The lock manager is responsible 7 for setting and releasing locks on behalf of transactions. Since all locks are managed at one site, this is similar to centralized concurrency control and it is straightforward to enforce the global serviceability rule. These algorithms are simple to implement, but suffer from two problems. The central site may become a bottleneck, both because of the amount of work it is expected to perform and because of the traffic that is generated around it; and the system may be less reliable since the failure or inaccessibility of the central site would cause system unavailability.
Primary copy locking is a concurrency control algorithm that is useful in replicated databases where there may be multiple copies of a data item stored at different sites. One of the copies is designated as a primary copy and it is this copy that has to be locked in order to access that item. The set of primary copies for each data item is known to all the sites in the distributed system, and the lock requests on behalf of transactions are directed to the appropriate primary copy. If the distributed database is not replicated, copy locking degenerates into a distributed locking algorithm.

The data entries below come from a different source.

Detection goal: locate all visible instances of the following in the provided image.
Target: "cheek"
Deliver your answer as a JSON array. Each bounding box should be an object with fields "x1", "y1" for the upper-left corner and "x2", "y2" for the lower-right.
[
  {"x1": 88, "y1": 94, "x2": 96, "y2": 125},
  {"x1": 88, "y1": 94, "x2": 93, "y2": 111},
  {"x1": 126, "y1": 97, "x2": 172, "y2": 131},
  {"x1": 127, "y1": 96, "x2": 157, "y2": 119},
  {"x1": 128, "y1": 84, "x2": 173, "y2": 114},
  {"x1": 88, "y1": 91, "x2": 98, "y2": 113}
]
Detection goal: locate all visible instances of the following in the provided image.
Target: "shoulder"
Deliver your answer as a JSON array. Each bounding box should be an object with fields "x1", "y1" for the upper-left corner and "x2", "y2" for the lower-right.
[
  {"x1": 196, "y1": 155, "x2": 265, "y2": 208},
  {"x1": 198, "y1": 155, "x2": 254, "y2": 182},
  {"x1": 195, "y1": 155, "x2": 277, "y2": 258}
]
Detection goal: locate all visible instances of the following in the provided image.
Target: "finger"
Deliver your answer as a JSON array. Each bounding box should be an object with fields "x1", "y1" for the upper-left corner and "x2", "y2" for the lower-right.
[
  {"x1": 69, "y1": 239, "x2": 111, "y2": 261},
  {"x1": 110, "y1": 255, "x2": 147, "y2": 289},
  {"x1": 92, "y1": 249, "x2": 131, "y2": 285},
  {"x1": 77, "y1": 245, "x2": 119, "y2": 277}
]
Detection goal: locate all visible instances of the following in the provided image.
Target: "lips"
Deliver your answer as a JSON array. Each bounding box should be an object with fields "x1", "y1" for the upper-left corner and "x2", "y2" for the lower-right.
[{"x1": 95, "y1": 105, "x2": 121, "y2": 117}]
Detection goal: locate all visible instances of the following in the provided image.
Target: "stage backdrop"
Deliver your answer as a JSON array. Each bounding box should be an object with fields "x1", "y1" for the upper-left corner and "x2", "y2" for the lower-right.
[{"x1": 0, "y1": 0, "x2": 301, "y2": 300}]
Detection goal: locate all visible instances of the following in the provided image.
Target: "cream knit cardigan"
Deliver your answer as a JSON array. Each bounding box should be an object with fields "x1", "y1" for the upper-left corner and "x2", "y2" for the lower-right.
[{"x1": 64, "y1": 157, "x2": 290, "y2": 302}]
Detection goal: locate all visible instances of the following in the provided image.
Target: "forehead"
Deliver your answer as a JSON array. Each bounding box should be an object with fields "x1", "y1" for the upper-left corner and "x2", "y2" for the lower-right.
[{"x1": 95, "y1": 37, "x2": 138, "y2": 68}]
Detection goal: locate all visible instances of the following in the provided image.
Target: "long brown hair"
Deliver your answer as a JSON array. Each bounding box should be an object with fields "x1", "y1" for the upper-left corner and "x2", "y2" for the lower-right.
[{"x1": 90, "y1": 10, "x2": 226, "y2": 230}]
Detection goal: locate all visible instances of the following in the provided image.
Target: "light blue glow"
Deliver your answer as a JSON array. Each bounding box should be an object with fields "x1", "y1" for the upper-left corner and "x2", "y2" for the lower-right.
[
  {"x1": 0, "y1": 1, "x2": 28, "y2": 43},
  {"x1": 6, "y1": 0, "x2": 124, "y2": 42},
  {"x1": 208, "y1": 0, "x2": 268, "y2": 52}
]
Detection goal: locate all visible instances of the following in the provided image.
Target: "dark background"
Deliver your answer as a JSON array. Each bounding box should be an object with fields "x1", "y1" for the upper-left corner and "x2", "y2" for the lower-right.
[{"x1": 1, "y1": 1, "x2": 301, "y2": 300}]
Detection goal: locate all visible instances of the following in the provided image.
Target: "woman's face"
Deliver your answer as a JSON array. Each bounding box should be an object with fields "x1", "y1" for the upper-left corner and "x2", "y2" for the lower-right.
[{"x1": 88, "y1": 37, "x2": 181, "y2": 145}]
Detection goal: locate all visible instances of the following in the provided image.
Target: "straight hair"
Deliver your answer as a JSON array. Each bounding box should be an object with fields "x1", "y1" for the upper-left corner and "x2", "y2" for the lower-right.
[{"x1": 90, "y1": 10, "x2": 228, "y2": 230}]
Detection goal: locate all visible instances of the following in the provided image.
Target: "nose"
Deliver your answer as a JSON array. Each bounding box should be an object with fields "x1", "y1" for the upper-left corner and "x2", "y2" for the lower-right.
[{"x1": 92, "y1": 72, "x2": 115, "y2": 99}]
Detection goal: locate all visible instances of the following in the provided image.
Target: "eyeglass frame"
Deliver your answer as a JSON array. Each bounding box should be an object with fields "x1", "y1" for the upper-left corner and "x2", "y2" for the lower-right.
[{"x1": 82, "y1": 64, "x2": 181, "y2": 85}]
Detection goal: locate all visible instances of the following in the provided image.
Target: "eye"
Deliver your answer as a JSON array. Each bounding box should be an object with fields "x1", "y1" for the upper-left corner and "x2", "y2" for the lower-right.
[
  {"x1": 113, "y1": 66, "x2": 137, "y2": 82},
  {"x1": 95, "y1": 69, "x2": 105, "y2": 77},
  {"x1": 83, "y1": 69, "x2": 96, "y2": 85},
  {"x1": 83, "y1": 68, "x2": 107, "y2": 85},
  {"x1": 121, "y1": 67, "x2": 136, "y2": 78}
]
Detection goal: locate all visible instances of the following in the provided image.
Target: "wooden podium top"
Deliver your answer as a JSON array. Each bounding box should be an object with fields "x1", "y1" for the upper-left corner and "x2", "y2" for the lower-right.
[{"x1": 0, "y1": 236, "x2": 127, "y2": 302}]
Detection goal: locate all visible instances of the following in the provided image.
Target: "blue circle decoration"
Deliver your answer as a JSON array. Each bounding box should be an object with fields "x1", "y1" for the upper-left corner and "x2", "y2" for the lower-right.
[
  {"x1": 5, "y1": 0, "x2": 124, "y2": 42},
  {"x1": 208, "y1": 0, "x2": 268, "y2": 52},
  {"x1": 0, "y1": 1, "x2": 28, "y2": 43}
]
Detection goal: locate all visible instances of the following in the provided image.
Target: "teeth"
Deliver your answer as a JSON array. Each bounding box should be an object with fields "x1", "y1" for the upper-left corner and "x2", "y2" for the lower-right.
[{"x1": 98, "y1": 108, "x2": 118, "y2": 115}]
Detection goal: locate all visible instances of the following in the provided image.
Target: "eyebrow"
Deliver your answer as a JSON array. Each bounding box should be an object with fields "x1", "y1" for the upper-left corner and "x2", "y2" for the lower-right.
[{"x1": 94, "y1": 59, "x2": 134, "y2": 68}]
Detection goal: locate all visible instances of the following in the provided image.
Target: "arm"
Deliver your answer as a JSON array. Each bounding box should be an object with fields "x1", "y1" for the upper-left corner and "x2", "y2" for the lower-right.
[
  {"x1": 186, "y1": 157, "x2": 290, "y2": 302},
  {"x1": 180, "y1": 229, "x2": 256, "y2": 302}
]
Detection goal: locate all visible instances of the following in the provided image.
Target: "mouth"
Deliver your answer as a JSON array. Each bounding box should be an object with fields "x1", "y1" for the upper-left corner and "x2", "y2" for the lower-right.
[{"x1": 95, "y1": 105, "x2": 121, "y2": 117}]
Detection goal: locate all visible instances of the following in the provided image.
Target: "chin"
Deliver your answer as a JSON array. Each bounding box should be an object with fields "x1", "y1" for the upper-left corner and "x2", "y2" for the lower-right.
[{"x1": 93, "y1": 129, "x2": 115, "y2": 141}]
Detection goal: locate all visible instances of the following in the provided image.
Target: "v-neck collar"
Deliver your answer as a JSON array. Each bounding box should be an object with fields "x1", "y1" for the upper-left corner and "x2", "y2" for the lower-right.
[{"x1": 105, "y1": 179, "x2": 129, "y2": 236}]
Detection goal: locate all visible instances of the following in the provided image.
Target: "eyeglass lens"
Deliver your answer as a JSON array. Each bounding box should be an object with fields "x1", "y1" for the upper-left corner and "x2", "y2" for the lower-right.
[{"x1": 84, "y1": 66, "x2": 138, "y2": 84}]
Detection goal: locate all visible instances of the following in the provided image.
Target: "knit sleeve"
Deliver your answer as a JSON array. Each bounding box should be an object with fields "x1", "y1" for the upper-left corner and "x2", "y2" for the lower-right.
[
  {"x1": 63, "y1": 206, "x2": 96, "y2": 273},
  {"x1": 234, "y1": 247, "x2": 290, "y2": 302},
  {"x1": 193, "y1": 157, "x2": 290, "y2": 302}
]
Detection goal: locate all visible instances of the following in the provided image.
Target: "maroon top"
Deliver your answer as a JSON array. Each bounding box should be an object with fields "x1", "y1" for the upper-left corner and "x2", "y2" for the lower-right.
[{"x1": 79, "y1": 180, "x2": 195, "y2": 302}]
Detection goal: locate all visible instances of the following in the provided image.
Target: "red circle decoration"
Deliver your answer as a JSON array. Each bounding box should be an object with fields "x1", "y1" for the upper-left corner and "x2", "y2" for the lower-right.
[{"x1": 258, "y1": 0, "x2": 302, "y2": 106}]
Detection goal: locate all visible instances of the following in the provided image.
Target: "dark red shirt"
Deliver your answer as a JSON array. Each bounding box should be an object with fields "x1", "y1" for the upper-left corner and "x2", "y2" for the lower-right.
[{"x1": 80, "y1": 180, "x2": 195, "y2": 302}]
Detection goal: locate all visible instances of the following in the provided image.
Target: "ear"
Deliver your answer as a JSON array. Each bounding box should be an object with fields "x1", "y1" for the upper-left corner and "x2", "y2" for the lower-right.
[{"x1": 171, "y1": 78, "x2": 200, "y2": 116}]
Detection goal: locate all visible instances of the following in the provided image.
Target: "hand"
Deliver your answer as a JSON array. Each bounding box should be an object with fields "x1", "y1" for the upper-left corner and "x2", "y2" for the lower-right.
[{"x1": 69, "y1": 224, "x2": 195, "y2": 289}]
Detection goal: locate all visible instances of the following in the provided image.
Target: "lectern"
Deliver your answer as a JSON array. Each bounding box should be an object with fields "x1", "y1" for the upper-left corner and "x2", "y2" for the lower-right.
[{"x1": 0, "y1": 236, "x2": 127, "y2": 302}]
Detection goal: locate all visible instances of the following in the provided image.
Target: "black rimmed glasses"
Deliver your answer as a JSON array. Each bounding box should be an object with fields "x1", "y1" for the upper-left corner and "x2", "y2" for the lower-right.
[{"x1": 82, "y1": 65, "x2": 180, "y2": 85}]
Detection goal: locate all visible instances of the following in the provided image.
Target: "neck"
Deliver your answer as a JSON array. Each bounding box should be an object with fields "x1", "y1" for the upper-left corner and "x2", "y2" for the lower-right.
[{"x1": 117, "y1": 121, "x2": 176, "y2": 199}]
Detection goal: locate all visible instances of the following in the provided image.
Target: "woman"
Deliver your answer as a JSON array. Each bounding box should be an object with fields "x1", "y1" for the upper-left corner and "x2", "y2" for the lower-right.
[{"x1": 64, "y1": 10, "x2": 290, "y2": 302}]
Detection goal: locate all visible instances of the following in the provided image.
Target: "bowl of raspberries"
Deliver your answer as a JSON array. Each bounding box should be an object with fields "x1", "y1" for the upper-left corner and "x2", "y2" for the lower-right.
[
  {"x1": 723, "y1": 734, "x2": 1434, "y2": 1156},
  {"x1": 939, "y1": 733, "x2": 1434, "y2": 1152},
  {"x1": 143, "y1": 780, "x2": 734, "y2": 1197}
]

Primary copy locking was proposed for the prototype distributed version of INGRESS. In distributed (or decentralized) locking, the lock management duty is shared by all the sites in the system. The execution of a transaction involves the participation and coordination of lock managers at more than one site. Locks are obtained at each site where the transaction accesses a data item. Distributed locking algorithms do not have the overhead of centralized locking ones. However, both the communication overhead to obtain all the locks, and the complexity of the algorithm are greater.
Distributed locking algorithms are used in System R* and in Nonstop SQL. One side effect of all locking-based concurrency control algorithms is that they cause deadlocks. The detection and management of deadlocks in a distributed system is difficult. Nevertheless, the relative simplicity and better performance of locking algorithms make them more popular than alternatives such as timestamp-based algorithms or optimistic concurrency control. Timestamp-based algorithms execute the conflicting operations of transactions according to their timestamps which are assigned when the transactions are accepted.
Optimistic concurrency control algorithms work from the premise that conflicts among transactions are rare and proceed with executing the transactions up to their termination at which point a validation is performed. If the validation indicates that serviceability would be compromised by the successful completion of that particular transaction, then it is aborted and restarted. Reliability Protocols We indicated earlier that distributed Dobbs are potentially more reliable because there are multiples of each system component, which eliminates single points of failure.